How International Investors Are Boosting Saudi Venture Capital Growth by 38%
International investors are casting their votes of confidence in Saudi Arabia’s startup economy—and they are doing so in record numbers. New data from MAGNiTT, released in partnership with SVC, reveals that non-Saudi investors accounted for 58 percent of all venture capital participation in the Kingdom during 2025. The total number of active investors reached 194, a striking 38 percent increase over the previous year.
These figures tell a clear story: the world is paying attention to Saudi Arabia’s entrepreneurial emergence.
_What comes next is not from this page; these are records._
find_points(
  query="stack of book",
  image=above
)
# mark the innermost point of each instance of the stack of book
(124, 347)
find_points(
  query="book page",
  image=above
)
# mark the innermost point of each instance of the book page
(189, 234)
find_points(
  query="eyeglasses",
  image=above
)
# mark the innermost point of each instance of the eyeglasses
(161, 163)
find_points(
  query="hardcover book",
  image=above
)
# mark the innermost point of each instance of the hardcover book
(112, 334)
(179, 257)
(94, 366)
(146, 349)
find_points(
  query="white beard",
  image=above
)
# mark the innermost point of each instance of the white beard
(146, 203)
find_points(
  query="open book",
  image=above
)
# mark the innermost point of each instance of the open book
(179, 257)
A Regional Leader, By Every Measure
Saudi Arabia closed 2025 as the largest venture capital market in the Middle East and North Africa, capturing 45 percent of all regional funding. The Kingdom attracted $1.7 billion in investment across 257 transactions—both all-time highs. Deal volume expanded 45 percent year over year, allowing Saudi Arabia to overtake the UAE as the region’s most active market by transaction count for the first time.
Since 2018, annual deal volume has grown nearly fivefold. The trajectory is unmistakable.
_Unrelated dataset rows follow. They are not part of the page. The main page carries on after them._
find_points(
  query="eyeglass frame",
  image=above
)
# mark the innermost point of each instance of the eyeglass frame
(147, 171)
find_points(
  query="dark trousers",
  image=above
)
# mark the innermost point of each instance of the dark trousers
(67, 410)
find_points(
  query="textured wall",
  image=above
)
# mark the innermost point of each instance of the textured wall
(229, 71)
Growth Across Stages, Sectors, and Borders
What distinguishes this moment, according to MAGNiTT CEO Philip Bahoshy, is not merely the scale of capital deployment but its distribution. “What stood out in 2025 is not just Saudi Arabia’s record capital deployment, but the breadth of growth across stages, the depth of international participation, and early signs of a more complete venture cycle taking shape,” he said.
Non-mega deals—transactions below the $100 million threshold—rose 101 percent year over year to $1.15 billion, signaling robust health in early- and mid-stage financing. Meanwhile, mega rounds rebounded sharply, increasing 339 percent, reflecting renewed confidence among late-stage investors and improved capital access for scaling companies.
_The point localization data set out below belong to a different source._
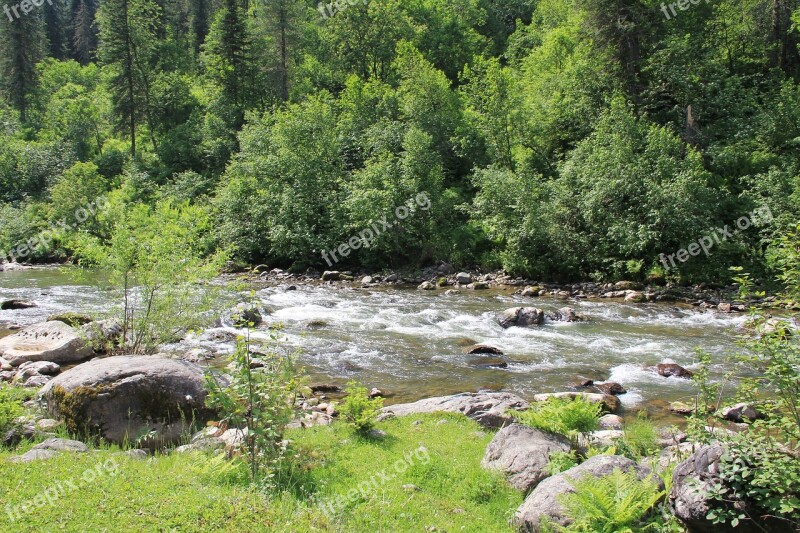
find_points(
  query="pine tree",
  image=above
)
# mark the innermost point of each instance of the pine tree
(22, 45)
Fintech Leads, But Diversification Takes Hold
Fintech remained the dominant sector, raising $506 million across 55 deals. Yet the data reveals meaningful diversification taking root. Enterprise software emerged as the second-most active sector by transaction volume. Gaming, transport and logistics, and travel and tourism attracted notably large deal sizes, suggesting that Saudi Arabia’s startup ecosystem is expanding beyond its early concentrations.
Exits Gain Momentum
Perhaps most tellingly, exit activity strengthened considerably. Ten mergers and acquisitions were recorded during 2025—the highest annual total in Saudi Arabia’s history. Six of those transactions were led by Saudi-based buyers, pointing to growing domestic liquidity and an increasing corporate appetite for technology-led growth.
This matters. A healthy venture ecosystem requires not only capital entering at early stages but also pathways for that capital to realize returns and recycle into new investments. Saudi Arabia is demonstrating progress on both fronts.
A Milestone Year, A Foundation for What Comes Next
The 2025 figures represent more than a successful twelve-month period. They signal a structural shift in how international investors view the Kingdom. Foreign participation is no longer a novelty; it is the majority. Deal activity is no longer concentrated in a handful of sectors; it is spreading. Exit pathways are no longer theoretical; they are operational.
As Saudi Arabia continues its ambitious economic transformation under Vision 2030, the venture capital numbers offer tangible evidence of momentum. Global investors are not simply watching from the sidelines. They are writing checks, taking seats at the table, and betting that the Kingdom’s startup story is only beginning.